Hmm, we were in two minds but I think on balance, we’re glad the only killer whale we saw was this bronze sculpture by Bill Reid.
There were many large ships in the sea, and just one little kayak making slow progress towrds the beach.
We attempted a selfie with a nice background and this is as good as it gets. Selfies is for young people, obvs.
In the city, there were many flags telling us about Vancouver Pride, but we still don’t know when that takes place. We did like the rainbow pedestrian crossings: almost as cool as the pedestrian crossing lights at Trafalgar Square!
Yes, it rained on and off, but we missed it, either being in the car, or inside at the aquarium. Mission accomplished. The drive home was easy (for me).
Later in the evening, Kira was in her own little world playing Minecraft. She showed me her chickens and her cat, a skeleton horse and a zombie horse. She navigated the world that she’d built herself: Kira’s fingers were a blur on the controller.

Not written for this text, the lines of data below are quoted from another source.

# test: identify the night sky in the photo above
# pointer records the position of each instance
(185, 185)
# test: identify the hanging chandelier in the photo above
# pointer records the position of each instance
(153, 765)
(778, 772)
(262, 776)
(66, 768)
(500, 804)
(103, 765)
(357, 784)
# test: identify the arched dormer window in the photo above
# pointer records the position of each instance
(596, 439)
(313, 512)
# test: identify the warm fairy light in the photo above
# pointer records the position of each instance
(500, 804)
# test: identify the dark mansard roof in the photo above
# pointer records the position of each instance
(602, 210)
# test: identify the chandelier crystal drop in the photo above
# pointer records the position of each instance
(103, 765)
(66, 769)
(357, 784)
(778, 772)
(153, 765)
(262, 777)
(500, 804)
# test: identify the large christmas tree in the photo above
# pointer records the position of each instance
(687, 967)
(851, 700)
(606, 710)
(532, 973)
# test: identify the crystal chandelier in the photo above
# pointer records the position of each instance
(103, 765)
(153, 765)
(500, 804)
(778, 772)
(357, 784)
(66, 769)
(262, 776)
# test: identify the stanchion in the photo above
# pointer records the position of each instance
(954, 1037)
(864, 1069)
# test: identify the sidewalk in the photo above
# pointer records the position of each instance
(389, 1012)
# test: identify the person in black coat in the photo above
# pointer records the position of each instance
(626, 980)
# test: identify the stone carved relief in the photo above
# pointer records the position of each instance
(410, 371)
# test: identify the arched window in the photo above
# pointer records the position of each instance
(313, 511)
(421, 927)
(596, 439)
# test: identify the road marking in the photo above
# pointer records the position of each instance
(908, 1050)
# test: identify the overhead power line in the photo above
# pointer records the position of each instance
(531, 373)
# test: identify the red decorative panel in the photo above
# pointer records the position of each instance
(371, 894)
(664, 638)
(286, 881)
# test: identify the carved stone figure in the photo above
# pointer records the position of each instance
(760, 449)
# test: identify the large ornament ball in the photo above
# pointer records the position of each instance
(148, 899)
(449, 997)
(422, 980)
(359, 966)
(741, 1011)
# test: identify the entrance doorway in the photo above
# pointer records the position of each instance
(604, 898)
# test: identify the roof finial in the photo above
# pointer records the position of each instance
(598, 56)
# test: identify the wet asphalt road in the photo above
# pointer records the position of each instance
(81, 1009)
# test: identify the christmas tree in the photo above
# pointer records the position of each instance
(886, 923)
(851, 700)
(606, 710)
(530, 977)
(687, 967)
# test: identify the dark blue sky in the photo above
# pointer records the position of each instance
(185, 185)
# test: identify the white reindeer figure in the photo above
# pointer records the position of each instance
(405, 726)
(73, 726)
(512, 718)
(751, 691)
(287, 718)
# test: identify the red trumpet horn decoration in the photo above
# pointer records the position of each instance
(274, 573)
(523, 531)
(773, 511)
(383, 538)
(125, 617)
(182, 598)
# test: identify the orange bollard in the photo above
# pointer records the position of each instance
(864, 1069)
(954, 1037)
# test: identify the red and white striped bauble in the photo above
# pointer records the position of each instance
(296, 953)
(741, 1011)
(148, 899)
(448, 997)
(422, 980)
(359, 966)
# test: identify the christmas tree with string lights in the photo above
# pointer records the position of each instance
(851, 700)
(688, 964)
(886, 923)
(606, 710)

One thing I thought I’d never say out loud: “You can’t feed raw fish to a horse”. Kira did ride a real horse: well, real in the Minecraft world! And she confirmed that yes, the donkey is stuck inside the wall.
Meanwhile, the grown-ups were watching Rachel Maddow on MSNBC, catching up on events in the real world. It’s a tough call, but I think I know which world is safer and more peaceful.
A pleasant early morning walk around to Jyoti’s for breakfast. Banana loaf from Una, plus fried eggs and toast. Lots of toast. While Liesel, Jyoti and Una went shopping, I went back home and caught up on the admin: journal, bills, emails, deleting rubbish photos.
It’s election time here in Alaska, well, the Primaries at least. There are boards all over the place. This one intrigued me as being slightly oxymoronic:
Yes, what a big breakfast. I had no need for lunch nor dinner, just an apple and some crisps. It was nice having a bit of a break in the house though.
45 minutes on a treadmill is not as much fun as walking around outside for 45 minutes. Every time I go to the gym, I come to the same conclusion.
On the other hand, I did listen to part 1 of a radio dramatisation of The Scarlet Pimpernel. Everyone else in the gym was probably plugged in to some high-BPM, motivating, loud, thumpy-thump music. Not me!
It was raining. Some of the gutters above the shops have broken, so walking from one shop to another meant having to dodge cascades of water.
I was on my own after being dropped off by Liesel and her Mom. While entertaining myself, they went shopping. That’s two days’ shopping in a row for Liesel. She’s going to need a bigger bag.
I wandered around Title Wave too, noting down some books that I’d like to read one day. I was delighted to hear the Bee Gees playing in the shop. Well, a record of theirs.
It was raining. Cars driving through the car park had to try very hard not to splash people as they drove through the puddles.
I had a coffee at Kaladi Brothers again: possibly the best coffee in Anchorage. One thing I’ve noticed is that the free wifi offered in shops here seems to work. No need to register, just enter the well-publicised password and it works. Now that is civilised.
It was raining. There were some bedraggled people around, but nobody looked particularly miserable.
I wandered down to REI. I do need some new shoes and I thought I’d have a quick look here. I know what I want, I know the make, I know the size. But the choice available was overwhelming. Familiar brands as well as far too many unknown ones.
Liesel collected me, we went home and before going round to Jyoti’s for dinner, I attempted some of the puzzles in the newspaper. They seem to be much harder on a Sunday.
It was still raining.
I mentioned the Scarlet Pimpernel earlier. I brought recordings of a few radio dramas with me, and I was hoping they would last me most of the year. Well, I’ve listened to all 10 episodes of Dust: La Belle Sauvage read by Simon Russell Beale, but I think in the wrong order thanks to the way the BBCiPlayer works and/or the way I saved the files. I also listened to The Citadel, a series from Woman’s Hour about a Welsh doctor in the 1920s written by the same author as Dr Finlay’s Casebook.
I do miss listening to my regular favourite radio programmes and podcasts, though, but at least we’re not spending too long with our brains being turned to mush by American TV.